The "Verbal and Telephone Order Policy" was reviewed with the facility's Director of Quality (Staff Member (SM) #2). SM #2 stated the policy does not require the documentation of 'read back' when obtaining a telephone order.

2. Patient #19's clinical record included a restraint order documented by a nurse that was provided by a prescriber; this order did not include documentation to indicate if it was a telephone order or a verbal order. Patient #19's restraint order was reviewed with SM #3 (Quality Coordinator) on 8/30/17 at 9:55AM.
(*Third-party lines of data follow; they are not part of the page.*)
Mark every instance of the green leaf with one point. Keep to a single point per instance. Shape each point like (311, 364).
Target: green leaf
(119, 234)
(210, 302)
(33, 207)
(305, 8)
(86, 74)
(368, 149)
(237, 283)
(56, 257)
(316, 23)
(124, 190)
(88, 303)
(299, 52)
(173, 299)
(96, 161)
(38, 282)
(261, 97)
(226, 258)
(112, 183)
The restraint order was dated 7/15/17 at 8:15PM. It was for "Soft limb restraints". The nurse did not document if the order was a verbal order or a telephone order. The nurse did not document if the order was read-back to the prescriber. This handwritten order had been transcribed and entered into the facility's electronic documentation on 7/15/17 at 22:16. When entered into the electronic record the order was marked as a telephone order. The facility's Chief Medical Informatics Officer (CMIO) was interviewed on 8/29/17 at 3:00PM. The CMIO reported the only option when transcribing handwritten orders into the electronic record is to mark it as a telephone order. Therefore it is unknown if the order was a telephone order or a verbal order.